Я к чему это веду? У вас не будет проблемы в финансах, когда вы будете в сегодняшнем качестве отношения к Украине, общаться активно со всем миром и не только на верхней вертикали, но и по горизонту между общинами, между городами, между университетами.

Какой университет у нас не захочет сегодня, ну при Красном университете [КНУ имени Тараса Шевченко] открыть, например, экономическую школу, которая дает диплом Оксфорда? Мы ведь не говорим о том, что давайте "махину" университета, дайте школу, чтобы мы этим нашим героям дали будущее. А это уже нужно.

И возможности мира велики. И нам никто не скажет: "Слушайте, сделайте программу такую, там закон такой примите, тогда мы вам дадим для вашего героя, пришедшего с войны, соответствующую институциональную помощь". Нет, так не работает.

– Виктор Андреевич, у меня есть знакомый иностранец, который, глядя на разрушения, сказал, что почетное право восстановления вашей страны будет оставлено за самими украинцами. Я с ним поспорил. То, что вы сказали, может означать, что Украину с этой бедой не оставят наедине, что мир поможет восстановить Украину?
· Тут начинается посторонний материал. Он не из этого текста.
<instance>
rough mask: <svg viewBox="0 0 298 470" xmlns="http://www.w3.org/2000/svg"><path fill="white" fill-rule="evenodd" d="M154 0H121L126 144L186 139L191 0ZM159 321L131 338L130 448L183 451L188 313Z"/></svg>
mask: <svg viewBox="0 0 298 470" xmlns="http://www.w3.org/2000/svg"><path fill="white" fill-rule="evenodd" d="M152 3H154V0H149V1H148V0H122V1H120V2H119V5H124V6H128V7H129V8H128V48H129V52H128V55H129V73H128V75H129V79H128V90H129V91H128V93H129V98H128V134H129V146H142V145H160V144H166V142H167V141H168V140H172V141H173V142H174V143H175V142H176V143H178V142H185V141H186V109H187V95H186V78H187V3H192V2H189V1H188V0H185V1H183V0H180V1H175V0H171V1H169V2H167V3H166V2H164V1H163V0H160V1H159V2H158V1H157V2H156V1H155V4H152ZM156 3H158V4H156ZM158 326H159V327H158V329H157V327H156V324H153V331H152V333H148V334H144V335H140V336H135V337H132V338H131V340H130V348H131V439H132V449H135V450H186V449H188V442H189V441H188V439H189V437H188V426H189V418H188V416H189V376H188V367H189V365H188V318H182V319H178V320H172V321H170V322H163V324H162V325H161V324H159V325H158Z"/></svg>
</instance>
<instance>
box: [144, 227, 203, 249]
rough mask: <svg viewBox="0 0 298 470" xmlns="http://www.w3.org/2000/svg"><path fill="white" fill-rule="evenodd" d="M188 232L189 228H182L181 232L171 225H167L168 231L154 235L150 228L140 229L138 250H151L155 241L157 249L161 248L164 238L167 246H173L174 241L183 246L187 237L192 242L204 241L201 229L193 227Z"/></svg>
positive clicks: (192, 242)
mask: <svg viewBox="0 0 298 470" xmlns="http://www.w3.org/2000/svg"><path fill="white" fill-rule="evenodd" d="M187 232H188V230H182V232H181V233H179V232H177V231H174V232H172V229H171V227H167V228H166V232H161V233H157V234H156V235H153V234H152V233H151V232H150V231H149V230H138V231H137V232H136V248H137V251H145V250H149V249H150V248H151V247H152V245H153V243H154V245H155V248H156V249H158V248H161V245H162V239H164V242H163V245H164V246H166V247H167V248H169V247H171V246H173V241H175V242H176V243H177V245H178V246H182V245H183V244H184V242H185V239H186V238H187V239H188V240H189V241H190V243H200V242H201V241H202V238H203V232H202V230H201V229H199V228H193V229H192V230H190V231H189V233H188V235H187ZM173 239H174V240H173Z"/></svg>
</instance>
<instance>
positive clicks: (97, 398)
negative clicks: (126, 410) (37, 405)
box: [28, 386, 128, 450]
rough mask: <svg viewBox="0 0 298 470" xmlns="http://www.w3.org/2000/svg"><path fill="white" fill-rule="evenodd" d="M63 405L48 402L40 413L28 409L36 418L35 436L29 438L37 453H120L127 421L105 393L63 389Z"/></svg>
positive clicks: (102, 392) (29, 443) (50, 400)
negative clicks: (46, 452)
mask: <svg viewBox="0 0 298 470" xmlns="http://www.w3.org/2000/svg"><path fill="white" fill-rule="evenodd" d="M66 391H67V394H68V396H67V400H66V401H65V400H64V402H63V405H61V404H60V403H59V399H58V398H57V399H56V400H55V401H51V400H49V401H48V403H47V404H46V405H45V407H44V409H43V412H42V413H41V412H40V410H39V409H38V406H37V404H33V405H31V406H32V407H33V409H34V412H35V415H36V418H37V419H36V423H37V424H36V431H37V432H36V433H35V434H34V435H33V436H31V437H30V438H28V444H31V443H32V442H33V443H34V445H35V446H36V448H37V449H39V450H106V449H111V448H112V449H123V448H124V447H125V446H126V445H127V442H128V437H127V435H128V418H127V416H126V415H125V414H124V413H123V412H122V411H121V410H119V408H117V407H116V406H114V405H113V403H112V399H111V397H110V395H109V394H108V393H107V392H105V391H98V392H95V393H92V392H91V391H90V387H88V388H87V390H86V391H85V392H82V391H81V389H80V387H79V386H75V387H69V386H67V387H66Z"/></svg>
– Не могут жертву оставить без внимания, не могут оставить добро без реакции. Тогда для чего вы обращаетесь к Богу, зачем вы ходите в церковь там и так далее.

Я имею в виду те стороны, о которых мы сейчас говорим, могут ли они быть потенциальными партнерами, быть с нами. У меня нет сомнений в том, что другой политики не будет. Потому что это не нравственная политика.

У меня хороший в памяти тест, когда, помните, в Украину приехал президент Франции. Потом, кажется, румынский или премьер или президент, кто-то из Европы еще из президентов приехали. И их президент Зеленский направил сначала в Бучу. Они приехали другими людьми. То, что они привезли в портфеле, его и не открывали.

– Изменили полностью повестку дня.

– Абсолютно. Потому что на фоне того, что они увидели, то, что они привезли, было совершенно неадекватно.